I had a demo ruined by backend downtime.
I was demoing my Little Black Book app — a React and Express project for storing, adding, amending, deleting, sharing etc. cocktail recipes. The frontend was loading fine, but when I tried to fetch the list of drinks from the API, the request just froze. No response. No errors. Just dead air.
The worst part was I knew this happens. Before the demo, I’d even prepped for it. I opened the app, clicked around, made sure the backend on Render was awake. But the demo came late in the conversation, and Render’s free tier 15-minute inactivity limit quietly kicked in while we were talking.
By the time I actually showed the app, the backend had gone to sleep. So the first request during the demo… just didn’t return.
my demo was a long awkward fumbling around, refreshing and some fast talking.
The problem
Render shuts down free services after 15 minutes of inactivity.
It’s a free tier.
But if your frontend and backend are hosted separately (like mine, with Firebase for the frontend), you run into cold starts that feel like total failures during a live demo.
Especially if:
- You rely on real-time API responses
- You’re in an interview or trying to showcase your work
What I did differently in VISOR
After that demo, I needed to figure out how to never let that happen again.
When I started building VISOR — my photography platform for sharing film simulations and Lightroom presets — I baked in a fix from day one.
The fix: a simple health check + UptimeRobot
I added a /health
endpoint to the Express backend:
app.get("/health", (req, res) => {
res.status(200).json({
status: "healthy",
environment: NODE_ENV,
timestamp: new Date().toISOString(),
});
});
`
This gives me a simple, safe endpoint that uptime monitors can ping.
Then I set up UptimeRobot to hit it every 5 minutes:
- Monitor Type: HTTP(s)
-
URL:
https://visor-backend.onrender.com/health
- Interval: every 5 minutes
That’s it — the backend stays alive, even when I haven’t touched it in days/weeks/months.
When things go down: Render incidents
After adding UptimeRobot to VISOR, I started getting real insights into what was happening when the backend became unavailable.
In this case, Render returned multiple 503 Service Unavailable
errors from different locations. This usually means one of two things:
- The server was put to sleep after 15 minutes of inactivity (standard for free tiers)
- The service was cold-starting but hadn’t run quickly enough to respond - timed out basically
Because I’d set up a health check monitor in UptimeRobot, it detected the outage, logged the exact start time, and alerted me via email.
Then, as soon as the next ping got a valid response from /health
, it marked the issue as resolved.
This kind of insight is gold when you're debugging uptime issues, especially with free platforms. Without it, I'd just see random timeouts in the frontend with no clear reason.
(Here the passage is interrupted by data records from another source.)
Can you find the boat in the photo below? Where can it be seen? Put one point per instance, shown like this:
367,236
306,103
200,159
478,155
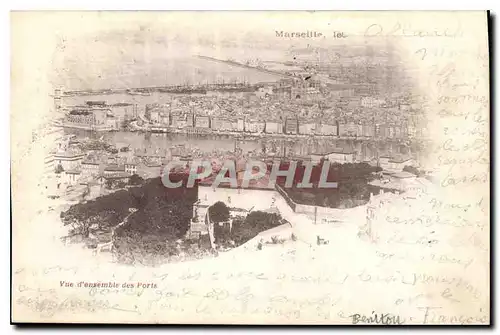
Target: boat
135,92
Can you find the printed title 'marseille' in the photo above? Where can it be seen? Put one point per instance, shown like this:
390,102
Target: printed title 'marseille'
305,34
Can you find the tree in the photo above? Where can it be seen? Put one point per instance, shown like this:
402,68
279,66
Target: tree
219,212
109,183
59,169
411,169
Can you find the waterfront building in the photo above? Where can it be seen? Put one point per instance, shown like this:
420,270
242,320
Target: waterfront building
114,169
69,159
338,155
307,128
254,126
291,126
274,127
202,121
327,129
89,168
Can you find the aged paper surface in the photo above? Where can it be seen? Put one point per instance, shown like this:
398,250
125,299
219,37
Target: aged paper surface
396,102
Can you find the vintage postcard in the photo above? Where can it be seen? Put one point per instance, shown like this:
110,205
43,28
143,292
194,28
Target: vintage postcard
273,168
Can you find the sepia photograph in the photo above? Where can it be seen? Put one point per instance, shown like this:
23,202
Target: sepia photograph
250,168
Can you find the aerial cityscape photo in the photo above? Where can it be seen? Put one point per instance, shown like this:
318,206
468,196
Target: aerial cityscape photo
119,126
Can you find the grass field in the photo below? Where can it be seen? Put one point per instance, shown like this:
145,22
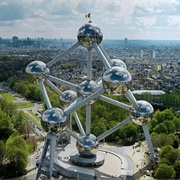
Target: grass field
23,104
7,96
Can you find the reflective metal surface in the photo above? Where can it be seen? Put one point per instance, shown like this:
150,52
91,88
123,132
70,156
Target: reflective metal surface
70,96
88,34
89,147
118,62
116,79
88,87
143,114
53,120
36,70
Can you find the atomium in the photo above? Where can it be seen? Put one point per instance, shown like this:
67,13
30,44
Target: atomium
89,34
115,79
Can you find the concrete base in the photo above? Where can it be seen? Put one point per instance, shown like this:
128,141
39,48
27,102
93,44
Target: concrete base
95,161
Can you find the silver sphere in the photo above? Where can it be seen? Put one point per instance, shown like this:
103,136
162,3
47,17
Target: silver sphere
118,62
88,87
69,97
53,120
115,80
143,114
89,147
88,34
36,70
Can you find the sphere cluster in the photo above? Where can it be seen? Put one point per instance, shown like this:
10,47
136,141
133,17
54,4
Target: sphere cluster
88,34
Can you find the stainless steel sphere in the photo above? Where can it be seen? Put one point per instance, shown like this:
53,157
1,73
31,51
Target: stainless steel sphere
118,62
116,79
143,114
88,87
88,34
89,147
53,120
69,97
36,70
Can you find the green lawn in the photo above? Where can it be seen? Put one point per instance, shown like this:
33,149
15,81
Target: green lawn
7,96
23,104
35,119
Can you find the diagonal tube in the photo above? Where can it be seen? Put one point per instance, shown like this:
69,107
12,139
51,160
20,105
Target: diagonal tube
132,99
62,55
115,128
149,142
102,56
89,64
73,134
79,104
78,123
88,119
107,57
114,102
50,84
43,90
60,81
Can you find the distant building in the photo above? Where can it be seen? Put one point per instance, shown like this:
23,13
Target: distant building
15,41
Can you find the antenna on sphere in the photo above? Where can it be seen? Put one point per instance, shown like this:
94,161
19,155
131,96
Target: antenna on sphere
88,16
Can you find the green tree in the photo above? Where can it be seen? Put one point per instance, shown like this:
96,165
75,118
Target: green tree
16,154
160,128
177,168
165,150
5,125
165,171
19,119
2,150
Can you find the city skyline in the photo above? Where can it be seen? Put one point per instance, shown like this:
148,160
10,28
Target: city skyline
118,19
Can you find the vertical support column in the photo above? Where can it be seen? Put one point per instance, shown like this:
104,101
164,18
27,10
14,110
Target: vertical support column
149,142
89,64
88,119
50,141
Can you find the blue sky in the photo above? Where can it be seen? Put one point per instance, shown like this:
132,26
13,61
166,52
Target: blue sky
118,19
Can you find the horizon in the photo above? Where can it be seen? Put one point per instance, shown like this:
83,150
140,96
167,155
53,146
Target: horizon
132,19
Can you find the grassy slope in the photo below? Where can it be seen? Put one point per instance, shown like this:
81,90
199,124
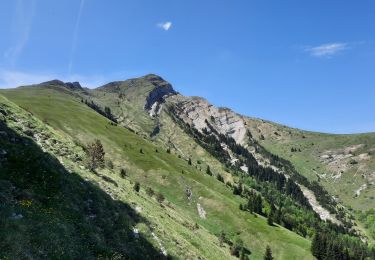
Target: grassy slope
163,172
307,162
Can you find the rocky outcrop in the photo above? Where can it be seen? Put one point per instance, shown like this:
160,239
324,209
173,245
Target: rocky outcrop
156,97
73,85
197,112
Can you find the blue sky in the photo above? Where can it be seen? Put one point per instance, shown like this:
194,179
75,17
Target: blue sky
306,64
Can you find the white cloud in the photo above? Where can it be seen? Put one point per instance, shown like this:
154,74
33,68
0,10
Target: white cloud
326,50
11,78
21,27
165,26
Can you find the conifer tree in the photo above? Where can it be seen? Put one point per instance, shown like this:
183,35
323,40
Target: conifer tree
268,254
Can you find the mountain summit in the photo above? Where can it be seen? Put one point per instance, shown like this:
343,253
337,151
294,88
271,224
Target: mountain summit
133,169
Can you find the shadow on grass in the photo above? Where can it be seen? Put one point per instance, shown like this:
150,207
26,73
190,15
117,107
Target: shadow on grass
47,212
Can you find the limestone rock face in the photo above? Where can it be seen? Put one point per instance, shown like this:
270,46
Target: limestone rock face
157,95
197,111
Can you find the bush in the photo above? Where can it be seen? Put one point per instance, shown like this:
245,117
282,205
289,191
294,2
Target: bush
137,186
220,178
208,170
150,192
123,173
160,197
110,164
95,153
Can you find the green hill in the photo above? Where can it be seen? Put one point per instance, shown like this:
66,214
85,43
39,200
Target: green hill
52,112
201,171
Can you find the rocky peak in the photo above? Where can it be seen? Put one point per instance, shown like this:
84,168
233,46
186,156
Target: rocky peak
198,112
73,85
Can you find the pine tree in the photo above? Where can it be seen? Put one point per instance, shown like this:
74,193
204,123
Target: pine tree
208,170
268,254
270,219
317,246
95,152
137,187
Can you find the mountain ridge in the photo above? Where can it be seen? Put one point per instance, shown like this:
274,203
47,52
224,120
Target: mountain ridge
231,146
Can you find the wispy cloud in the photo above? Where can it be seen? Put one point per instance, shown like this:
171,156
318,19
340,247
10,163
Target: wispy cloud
13,78
165,25
75,37
327,50
21,27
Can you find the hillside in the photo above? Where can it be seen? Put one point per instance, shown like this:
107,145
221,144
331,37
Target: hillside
176,222
209,163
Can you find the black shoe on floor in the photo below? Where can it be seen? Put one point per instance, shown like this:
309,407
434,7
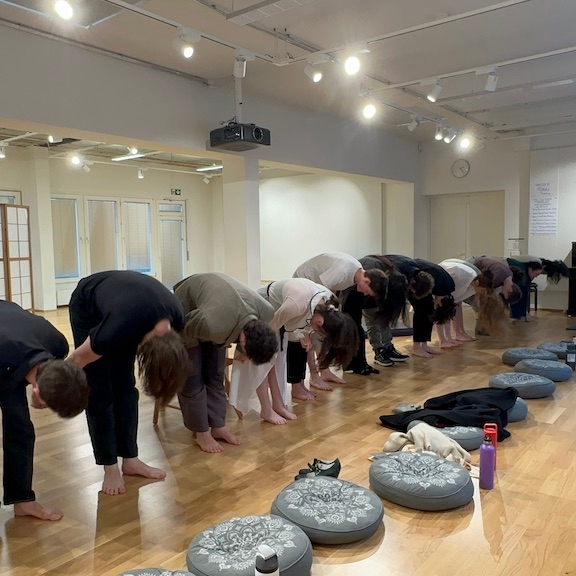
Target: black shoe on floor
395,356
382,358
320,468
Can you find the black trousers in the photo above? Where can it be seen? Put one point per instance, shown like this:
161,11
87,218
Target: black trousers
203,400
17,444
295,362
112,411
421,323
354,303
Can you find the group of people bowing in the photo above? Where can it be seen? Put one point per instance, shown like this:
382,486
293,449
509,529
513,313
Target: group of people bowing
179,340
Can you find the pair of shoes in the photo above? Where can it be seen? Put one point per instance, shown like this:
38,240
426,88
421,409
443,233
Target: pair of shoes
320,468
394,355
382,358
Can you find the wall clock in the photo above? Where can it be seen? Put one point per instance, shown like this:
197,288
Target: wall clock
460,168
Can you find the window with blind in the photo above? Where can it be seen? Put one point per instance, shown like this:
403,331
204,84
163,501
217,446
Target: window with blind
102,219
137,227
66,237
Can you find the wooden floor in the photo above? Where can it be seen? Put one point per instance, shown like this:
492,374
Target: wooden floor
526,526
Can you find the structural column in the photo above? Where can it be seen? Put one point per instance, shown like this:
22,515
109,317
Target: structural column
241,219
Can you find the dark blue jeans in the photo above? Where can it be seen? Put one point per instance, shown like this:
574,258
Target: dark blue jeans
17,444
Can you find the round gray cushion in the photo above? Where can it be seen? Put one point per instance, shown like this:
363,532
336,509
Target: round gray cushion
421,481
514,355
329,510
554,370
155,572
469,437
229,548
558,348
518,412
527,385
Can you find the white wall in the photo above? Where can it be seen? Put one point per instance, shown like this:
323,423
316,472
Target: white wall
302,216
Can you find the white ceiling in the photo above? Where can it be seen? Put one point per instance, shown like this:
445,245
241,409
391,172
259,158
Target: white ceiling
409,40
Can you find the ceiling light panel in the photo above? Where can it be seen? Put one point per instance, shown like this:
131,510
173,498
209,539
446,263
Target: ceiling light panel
87,13
262,10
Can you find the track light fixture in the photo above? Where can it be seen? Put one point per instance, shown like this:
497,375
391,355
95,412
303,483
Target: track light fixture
434,93
439,132
64,9
451,134
184,43
313,73
414,123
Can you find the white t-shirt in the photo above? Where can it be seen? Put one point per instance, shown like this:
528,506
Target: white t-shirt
463,273
333,270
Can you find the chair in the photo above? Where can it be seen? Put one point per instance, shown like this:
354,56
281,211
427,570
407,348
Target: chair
158,405
534,290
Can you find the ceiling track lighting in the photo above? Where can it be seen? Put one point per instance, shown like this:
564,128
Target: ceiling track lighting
184,43
313,73
432,96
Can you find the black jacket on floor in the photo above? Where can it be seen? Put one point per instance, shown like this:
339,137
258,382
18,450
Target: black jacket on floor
474,407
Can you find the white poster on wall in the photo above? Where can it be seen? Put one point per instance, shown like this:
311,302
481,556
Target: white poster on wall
544,209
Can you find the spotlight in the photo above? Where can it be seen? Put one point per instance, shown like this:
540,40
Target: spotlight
439,132
64,9
491,81
184,43
369,111
449,136
352,65
434,93
313,73
414,123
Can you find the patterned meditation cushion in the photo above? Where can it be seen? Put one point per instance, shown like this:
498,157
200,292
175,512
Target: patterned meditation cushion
329,510
512,356
518,412
527,385
558,348
421,481
229,548
554,370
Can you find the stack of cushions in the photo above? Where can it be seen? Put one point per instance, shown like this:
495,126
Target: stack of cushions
554,370
230,548
527,385
512,356
421,481
330,511
558,348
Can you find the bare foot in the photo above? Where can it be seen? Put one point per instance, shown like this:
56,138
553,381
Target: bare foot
113,483
284,412
328,376
317,382
464,338
302,393
36,510
135,467
225,434
270,416
422,353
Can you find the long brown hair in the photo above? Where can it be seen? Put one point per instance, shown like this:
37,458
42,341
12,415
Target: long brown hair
163,366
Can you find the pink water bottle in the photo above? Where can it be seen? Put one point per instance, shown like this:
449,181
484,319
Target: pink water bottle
487,463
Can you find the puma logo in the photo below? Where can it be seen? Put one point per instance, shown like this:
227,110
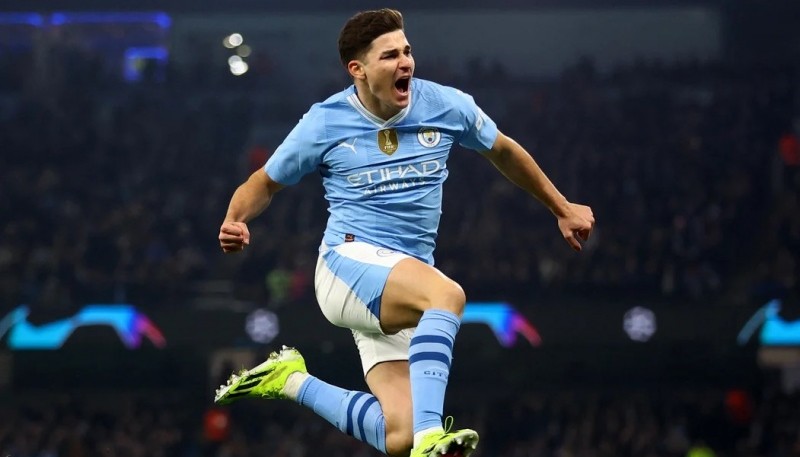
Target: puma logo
351,146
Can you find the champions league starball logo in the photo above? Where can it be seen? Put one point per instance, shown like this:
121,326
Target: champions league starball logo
129,324
506,322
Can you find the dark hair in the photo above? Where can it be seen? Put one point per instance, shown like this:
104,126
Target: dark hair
359,31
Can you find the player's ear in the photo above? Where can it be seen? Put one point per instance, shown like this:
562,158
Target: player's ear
356,69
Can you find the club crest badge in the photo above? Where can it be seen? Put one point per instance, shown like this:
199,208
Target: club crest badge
429,137
387,141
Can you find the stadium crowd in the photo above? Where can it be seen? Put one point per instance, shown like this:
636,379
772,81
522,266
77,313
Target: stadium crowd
115,191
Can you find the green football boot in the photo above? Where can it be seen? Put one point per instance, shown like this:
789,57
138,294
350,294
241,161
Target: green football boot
460,443
265,380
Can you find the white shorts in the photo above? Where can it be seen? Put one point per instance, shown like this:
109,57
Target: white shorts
349,282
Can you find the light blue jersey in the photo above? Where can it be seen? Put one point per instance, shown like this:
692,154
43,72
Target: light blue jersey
383,179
So how does UptimeRobot actually help?
By default, Render won’t keep your app running 24/7 unless it’s on a paid plan. That means your backend can fall asleep between uses — especially overnight or during development pauses.
What UptimeRobot does is send regular HTTP requests to your app’s /health
endpoint. That traffic is enough to keep the backend alive — or at the very least, wake it up before you or your users need it.
So instead of cold starts during live demos or delays in the browser, everything’s ready to respond.
It's a free fix for a free hosting, for cheapskates like me.
Simple lessons learned
- Add a
/health
route to your backend — it's actually so simple and will save you a lifetime of embarrassment - Use UptimeRobot to prevent Render cold starts before demos or testing.
- Free hosting is great, but you’ve got to understand it's free and limited.